Become a MacRumors Supporter for $50/year with no ads, ability to filter front page stories, and private forums.

leman

macrumors Core
Oct 14, 2008
19,516
19,664
In addition to Metal, Apple could also support SYCL

Why would they need to support any dumb thing just because it comes out of Kronos? Personally, all these C++ DSLs can go burn in hell. They only create fragmentation… we need proper handling of CPU/GPU hybrid code, not another compiler dialect.

and Vulkan.

What for? MoltenVK does good enough job as it is.
 

Xiao_Xi

macrumors 68000
Oct 27, 2021
1,627
1,101
all these C++ DSLs can go burn in hell.
Isn't MSL an C++ DSL?

They only create fragmentation…
The main goal of open standards is to reduce fragmentation. A mediocre open standard is much better than a proprietary standard that I can't use.

we need proper handling of CPU/GPU hybrid code, not another compiler dialect.
How is SYCL different from what you want?
 

leman

macrumors Core
Oct 14, 2008
19,516
19,664
Isn't MSL an C++ DSL?


The main goal of open standards is to reduce fragmentation. A mediocre open standard is much better than a proprietary standard that I can't use.


How is SYCL different from what you want?

My personal problem with all these frameworks that let you mix CPU and GPU code (aka C++ embedded DSLs) is that they look convenient on paper, but lock you in into a specific compiler dialect and tooling and remove flexibility. This is the fragmentation I am talking about. If you write a program that uses CUDA or SYCL, you are not writing a valid C++ program according to the standard. In particular, integrating this into codebases (especially if you want to go cross-platform or ship an app) can create additional headache. I fully understand why Nvidia pushed this with CUDA, after all, they were targeting academia (where people are generally sloppy and always in a rush), and this model is great for locking people in.

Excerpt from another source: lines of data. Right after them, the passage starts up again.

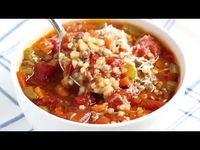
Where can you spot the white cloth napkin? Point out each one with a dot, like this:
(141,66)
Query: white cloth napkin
(184,115)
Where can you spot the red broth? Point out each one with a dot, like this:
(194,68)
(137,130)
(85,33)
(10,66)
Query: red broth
(124,73)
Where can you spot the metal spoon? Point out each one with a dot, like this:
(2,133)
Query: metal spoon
(61,33)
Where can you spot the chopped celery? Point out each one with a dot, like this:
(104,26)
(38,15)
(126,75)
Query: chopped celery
(131,70)
(29,92)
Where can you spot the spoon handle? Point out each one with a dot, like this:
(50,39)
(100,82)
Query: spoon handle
(59,28)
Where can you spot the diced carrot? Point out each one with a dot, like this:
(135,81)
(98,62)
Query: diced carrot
(108,42)
(125,82)
(21,79)
(39,92)
(61,90)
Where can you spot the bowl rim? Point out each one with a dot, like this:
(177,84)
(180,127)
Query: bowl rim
(18,88)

I don't have a problem with GPU-specific dialects, after all, they need specialised constructs. Both CUDA and Metal generally do a good job staying within the boundaries of the standard. What I have a problem with is the idea of the "same source" for CPU and GPU code. Personally, I like Apple's approach best — CPU and GPU code is kept as separate languages, but use the same interface headers that describe the shared memory IPC. Where Metal falls short is the need of host plumbing (shader libraries, pipeline objects, command encoders, buffers etc.) and inability to directly invoke new kernels from kernels.

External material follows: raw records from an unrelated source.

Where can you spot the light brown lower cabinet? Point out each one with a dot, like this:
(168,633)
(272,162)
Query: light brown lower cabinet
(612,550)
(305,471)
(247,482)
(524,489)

What I would really like to see is a framework that cleanly separates between the CPU (serial) and GPU (parallel) code, but makes the IPC layer mostly go away by promoting it to first class citizens. That is, separate source files with shared interface declarations (like Metal is now), but GPU kernels are linked as first class function-like objects that can be invoked directly from the CPU code, without plumbing or setup. No special buffer objects or GPU side allocations, no queues or encoders (of course, the API should be adaptive, letting you use the base primitives if you need more performance or explicit synchronisation). But at the base level, invoking the GPU should be as easy as using Grand Central Dispatch. @Apple, if you are reading this and are interested, give me a call, we can discuss details :D
 

leman

macrumors Core
Oct 14, 2008
19,516
19,664
BTW, just as a chance has it, there is currently a discussion about OpenCL on the C programming subreddit and here is a statement from someone who claims to have worked on initial implementation (I have no reason to doubt them)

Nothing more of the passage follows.